The DOE hopes to get the first exascale computer working in the field by 2021. But in order for that computer to work in a meaningful way, it will need to run software that can handle the processing in an ethical and efficient way, too. And considering how biased and at times racist software can be in today’s systems, which are relatively prehistoric in capacity, it’s not going to be easy to build. Still, one of the hallmarks of the DOE’s work is a strong focus on software and computing power, which sets the U.S. apart from China, which, according to Dunning, is overly focused on hardware.

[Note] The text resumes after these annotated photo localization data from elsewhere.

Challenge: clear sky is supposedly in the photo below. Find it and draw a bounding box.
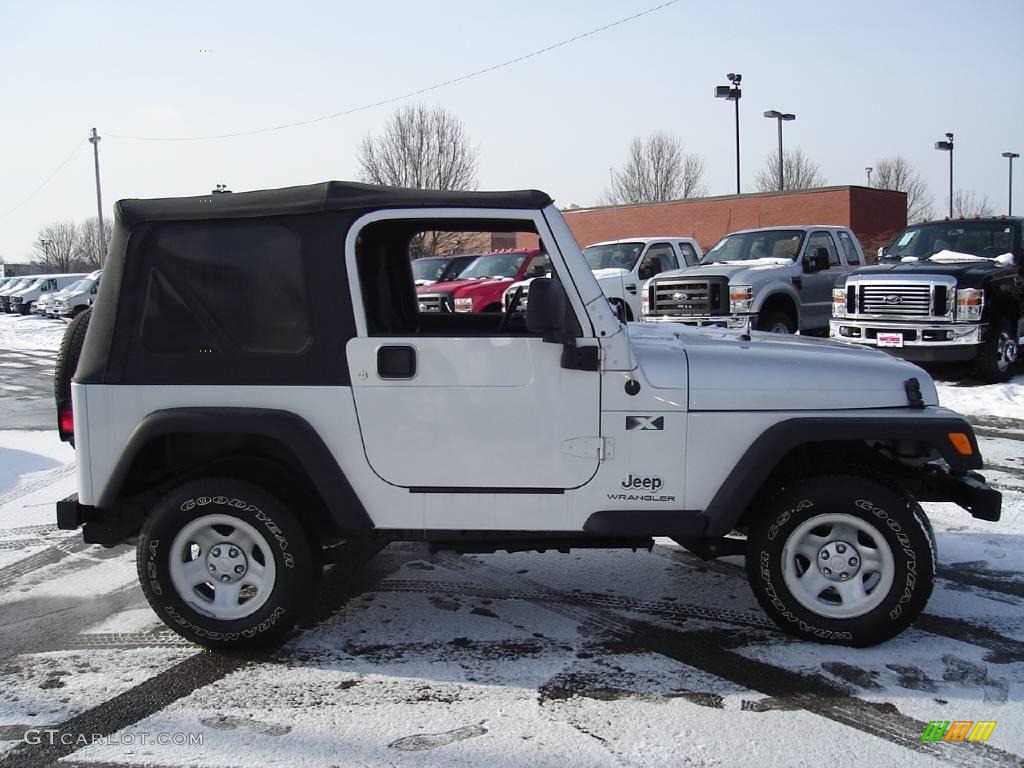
[1,0,1022,262]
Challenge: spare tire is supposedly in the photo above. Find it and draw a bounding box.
[54,308,92,446]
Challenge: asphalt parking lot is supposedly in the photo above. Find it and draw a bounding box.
[0,312,1022,767]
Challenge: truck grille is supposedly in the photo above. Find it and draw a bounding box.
[416,293,452,313]
[859,284,931,317]
[649,279,719,316]
[504,283,530,312]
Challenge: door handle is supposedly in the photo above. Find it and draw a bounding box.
[625,283,637,294]
[377,345,417,379]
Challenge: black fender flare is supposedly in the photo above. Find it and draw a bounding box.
[97,407,373,531]
[701,414,983,537]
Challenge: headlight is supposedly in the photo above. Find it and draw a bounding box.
[729,285,753,313]
[454,297,474,313]
[832,287,847,318]
[955,288,983,321]
[641,289,650,316]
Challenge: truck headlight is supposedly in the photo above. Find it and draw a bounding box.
[454,297,474,313]
[641,289,650,317]
[729,285,753,313]
[955,288,983,321]
[832,287,847,318]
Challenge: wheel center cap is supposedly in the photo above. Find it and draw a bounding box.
[817,540,861,582]
[205,542,248,583]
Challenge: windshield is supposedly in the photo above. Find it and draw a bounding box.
[439,255,477,282]
[583,242,644,271]
[5,279,30,293]
[457,253,527,280]
[411,257,449,281]
[19,279,43,292]
[63,279,91,294]
[701,230,804,263]
[885,222,1015,260]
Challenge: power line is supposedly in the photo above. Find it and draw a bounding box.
[0,139,87,220]
[107,0,681,142]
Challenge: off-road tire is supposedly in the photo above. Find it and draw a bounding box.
[610,299,634,322]
[756,311,796,334]
[53,307,92,446]
[137,477,317,650]
[17,303,30,315]
[745,472,935,647]
[974,316,1019,384]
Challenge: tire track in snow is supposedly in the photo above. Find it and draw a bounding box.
[429,551,1022,768]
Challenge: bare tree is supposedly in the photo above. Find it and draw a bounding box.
[357,104,479,256]
[605,132,707,205]
[872,156,933,222]
[74,216,113,269]
[753,148,827,192]
[951,189,995,218]
[32,221,79,272]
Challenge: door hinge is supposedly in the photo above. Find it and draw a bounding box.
[562,437,614,460]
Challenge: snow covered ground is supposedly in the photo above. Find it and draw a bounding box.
[0,314,1022,767]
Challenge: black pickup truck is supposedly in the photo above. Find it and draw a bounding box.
[830,217,1023,382]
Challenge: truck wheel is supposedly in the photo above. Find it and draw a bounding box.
[53,308,92,446]
[745,472,935,646]
[137,478,316,650]
[756,311,796,334]
[17,303,31,315]
[974,317,1019,384]
[610,299,633,322]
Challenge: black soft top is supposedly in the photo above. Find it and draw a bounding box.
[116,181,554,226]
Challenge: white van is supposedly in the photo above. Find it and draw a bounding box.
[9,274,87,315]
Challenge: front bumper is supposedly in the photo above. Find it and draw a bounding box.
[643,313,753,331]
[909,465,1001,522]
[830,319,984,362]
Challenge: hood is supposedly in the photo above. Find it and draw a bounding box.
[845,258,1014,286]
[420,276,513,296]
[625,322,938,411]
[592,268,632,282]
[657,259,794,284]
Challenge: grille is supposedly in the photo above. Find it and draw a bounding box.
[650,279,714,316]
[858,284,932,317]
[416,293,452,313]
[504,283,530,312]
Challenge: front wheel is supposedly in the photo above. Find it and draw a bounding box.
[756,311,796,334]
[745,472,935,646]
[137,478,317,650]
[975,317,1019,383]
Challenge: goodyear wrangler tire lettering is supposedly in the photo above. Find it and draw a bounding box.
[136,477,314,651]
[746,473,935,648]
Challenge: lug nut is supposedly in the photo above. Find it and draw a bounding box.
[234,565,244,574]
[849,557,858,566]
[836,543,847,554]
[840,572,849,580]
[208,563,217,572]
[820,551,830,560]
[212,547,221,557]
[220,574,230,583]
[823,567,832,576]
[228,548,238,558]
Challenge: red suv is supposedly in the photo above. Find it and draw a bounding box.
[416,248,549,313]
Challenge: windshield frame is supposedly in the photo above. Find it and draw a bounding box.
[700,230,806,264]
[583,241,646,272]
[884,221,1017,261]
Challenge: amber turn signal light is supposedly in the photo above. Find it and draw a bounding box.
[948,432,973,456]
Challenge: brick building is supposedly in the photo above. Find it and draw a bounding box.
[517,186,907,259]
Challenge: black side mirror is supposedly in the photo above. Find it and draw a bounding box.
[526,277,565,338]
[805,247,830,273]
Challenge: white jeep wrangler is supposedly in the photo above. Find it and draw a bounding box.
[55,181,1000,650]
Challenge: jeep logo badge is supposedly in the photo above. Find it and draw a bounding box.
[884,295,903,305]
[621,474,664,492]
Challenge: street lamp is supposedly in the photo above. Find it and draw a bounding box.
[763,110,795,191]
[1002,152,1019,216]
[865,166,873,186]
[40,239,51,263]
[935,132,954,217]
[715,72,742,194]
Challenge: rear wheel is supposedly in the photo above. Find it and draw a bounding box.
[756,311,796,334]
[137,477,317,650]
[745,472,935,646]
[975,316,1019,383]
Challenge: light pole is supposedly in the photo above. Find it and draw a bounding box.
[763,110,795,191]
[935,132,954,217]
[865,166,873,186]
[1002,152,1019,216]
[715,73,742,194]
[40,239,51,265]
[88,128,105,264]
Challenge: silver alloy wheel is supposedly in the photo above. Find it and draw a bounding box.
[997,330,1019,372]
[767,321,791,334]
[781,513,895,620]
[168,514,277,621]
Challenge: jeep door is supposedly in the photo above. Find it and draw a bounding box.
[345,210,602,494]
[800,231,849,330]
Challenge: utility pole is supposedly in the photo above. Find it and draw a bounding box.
[88,128,105,264]
[1003,152,1019,216]
[935,132,953,217]
[865,167,873,186]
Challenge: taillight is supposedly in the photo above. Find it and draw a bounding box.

Currently, the fastest computer in the U.S., Titan, runs at about 18 petaflops per second, but by next year, the government is expecting to unveil a new supercomputer that, at peak performance, will run about 200 petaflops per second. That computer, Summit, is located at the Oak Ridge National Laboratory in Tennessee. That’s a huge jump in capacity, but China is pursuing its exascale computing project aggressively too. And if the U.S. does hope to be the first to capture that level of computing power—a level so high that it can model the present and predict the future—then the $258 million the DOE invested this summer was the right move. Perhaps it’s the nationalist nature of the effort that inspires President Trump to continue government funding of this scientific research, or its ties to national security. But whatever the reason is, it’s exactly the type of scientific research that depends on government-level funding. And the future of our future depends on getting this right.
*Correction, Sept. 18, 2017: This article originally misstated the amount of money the Department of Energy recently invested in supercomputing research. It was $258 million, not $258 billion. (Return.)